Trump suggested nuking hurricanes: report
AFP
1566781448000

President Donald Trump suggested dropping nuclear bombs on hurricanes before they made landfall in the United States, Axios reported Sunday.

hurricane harvey_副本.jpg

Debris from Hurricane Harvey litters downtown Rockport which took the brunt of the storm about 30 miles north of Corpus Christi, TX three days after the historic Category 4 Hurricane made landfall along the Texas Coast. (File photo: VCG)

During a hurricane briefing, Trump asked if it were possible to disrupt hurricanes forming off the coast of Africa by dropping a nuclear bomb in the eye of the storm, Axios wrote.

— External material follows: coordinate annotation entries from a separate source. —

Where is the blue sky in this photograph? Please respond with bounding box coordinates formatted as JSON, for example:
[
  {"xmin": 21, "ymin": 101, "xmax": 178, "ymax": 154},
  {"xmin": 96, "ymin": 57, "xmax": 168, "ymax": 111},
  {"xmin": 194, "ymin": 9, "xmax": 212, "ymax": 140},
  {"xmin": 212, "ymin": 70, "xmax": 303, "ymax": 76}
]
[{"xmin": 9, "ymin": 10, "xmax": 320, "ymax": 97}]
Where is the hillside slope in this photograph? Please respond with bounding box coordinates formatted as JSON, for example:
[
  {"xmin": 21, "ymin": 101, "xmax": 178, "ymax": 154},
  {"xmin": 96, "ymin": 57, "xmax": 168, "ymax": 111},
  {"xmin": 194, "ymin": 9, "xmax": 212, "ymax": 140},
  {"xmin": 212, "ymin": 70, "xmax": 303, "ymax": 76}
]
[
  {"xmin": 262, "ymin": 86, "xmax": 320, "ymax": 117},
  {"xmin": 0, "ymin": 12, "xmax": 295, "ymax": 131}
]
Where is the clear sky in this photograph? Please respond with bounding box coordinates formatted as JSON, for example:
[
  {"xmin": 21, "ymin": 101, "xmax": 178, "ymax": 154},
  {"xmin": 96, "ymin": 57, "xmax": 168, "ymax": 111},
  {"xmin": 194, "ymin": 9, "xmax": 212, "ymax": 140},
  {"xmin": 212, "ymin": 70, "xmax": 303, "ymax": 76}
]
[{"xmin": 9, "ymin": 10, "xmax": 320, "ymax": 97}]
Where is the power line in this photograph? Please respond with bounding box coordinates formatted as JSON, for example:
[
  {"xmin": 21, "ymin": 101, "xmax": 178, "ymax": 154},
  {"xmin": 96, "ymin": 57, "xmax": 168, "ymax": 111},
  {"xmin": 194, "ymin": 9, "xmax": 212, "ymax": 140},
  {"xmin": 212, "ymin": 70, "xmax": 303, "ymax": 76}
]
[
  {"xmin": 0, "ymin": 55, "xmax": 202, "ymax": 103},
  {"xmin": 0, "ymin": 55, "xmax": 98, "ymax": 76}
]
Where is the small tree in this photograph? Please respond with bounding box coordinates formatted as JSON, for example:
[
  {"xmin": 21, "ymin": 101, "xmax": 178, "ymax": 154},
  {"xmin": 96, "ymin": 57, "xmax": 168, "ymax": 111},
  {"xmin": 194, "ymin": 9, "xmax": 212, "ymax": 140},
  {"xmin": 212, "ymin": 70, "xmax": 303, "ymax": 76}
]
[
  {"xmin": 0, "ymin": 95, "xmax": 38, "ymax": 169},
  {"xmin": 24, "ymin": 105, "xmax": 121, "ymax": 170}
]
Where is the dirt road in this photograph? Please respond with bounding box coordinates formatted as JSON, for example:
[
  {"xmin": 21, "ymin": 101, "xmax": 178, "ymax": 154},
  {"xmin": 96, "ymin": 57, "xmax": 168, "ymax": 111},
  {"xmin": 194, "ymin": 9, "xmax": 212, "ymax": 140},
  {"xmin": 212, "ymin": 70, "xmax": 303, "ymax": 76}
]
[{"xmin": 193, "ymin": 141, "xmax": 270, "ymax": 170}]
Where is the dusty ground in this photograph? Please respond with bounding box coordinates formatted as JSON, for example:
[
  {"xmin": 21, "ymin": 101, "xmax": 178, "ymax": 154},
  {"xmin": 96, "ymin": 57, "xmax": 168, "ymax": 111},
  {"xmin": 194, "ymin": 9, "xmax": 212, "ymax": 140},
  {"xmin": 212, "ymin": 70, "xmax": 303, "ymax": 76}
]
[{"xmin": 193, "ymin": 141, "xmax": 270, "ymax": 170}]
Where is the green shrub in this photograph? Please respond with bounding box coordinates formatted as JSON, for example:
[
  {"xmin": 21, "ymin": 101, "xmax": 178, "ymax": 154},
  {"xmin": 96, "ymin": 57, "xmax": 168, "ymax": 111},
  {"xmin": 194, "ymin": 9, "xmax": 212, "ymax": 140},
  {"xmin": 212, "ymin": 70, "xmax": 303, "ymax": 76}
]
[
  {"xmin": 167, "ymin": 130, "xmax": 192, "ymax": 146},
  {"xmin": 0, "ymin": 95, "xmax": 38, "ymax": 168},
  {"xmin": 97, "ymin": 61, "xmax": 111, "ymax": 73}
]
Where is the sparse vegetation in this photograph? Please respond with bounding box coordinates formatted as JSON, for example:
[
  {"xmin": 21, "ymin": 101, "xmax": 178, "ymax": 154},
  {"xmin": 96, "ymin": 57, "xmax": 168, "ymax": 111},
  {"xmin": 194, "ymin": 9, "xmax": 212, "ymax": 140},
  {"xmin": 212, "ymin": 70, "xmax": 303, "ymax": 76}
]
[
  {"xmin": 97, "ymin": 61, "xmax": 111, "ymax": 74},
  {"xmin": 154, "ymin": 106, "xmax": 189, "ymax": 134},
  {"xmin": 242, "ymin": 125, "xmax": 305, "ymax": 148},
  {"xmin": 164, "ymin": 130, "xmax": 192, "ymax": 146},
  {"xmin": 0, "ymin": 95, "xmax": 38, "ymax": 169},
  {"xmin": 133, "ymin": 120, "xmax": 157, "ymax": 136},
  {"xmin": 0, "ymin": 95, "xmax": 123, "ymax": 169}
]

According to an anonymous source, meeting attendees left the briefing thinking, "What do we do with this?"

Axios did not say when this conversation took place. 

It is reportedly not the first time the president made such a suggestion. In 2017, Trump asked a senior official whether the administration should bomb hurricanes to prevent them making landfall.

Axios said that in this conversation Trump did not specify that nuclear bombs be used.

The White House declined to comment, but a senior administration official said Trump's "objective is not bad," Axios.

Trump's idea is not new, according to Axios. The suggestion was originally made by a government scientist in the 1950s, under President Dwight Eisenhower.

The idea continues to pop up, even though scientists agree it would not work.

The US is regularly pummeled by hurricanes. In 2017 one named Harvey became the strongest hurricane to make landfall in 12 years.

Since then, the East Coast has been hit with a string of catastrophic storms, which have killed thousands of people and cost hundreds of billions of dollars in damage.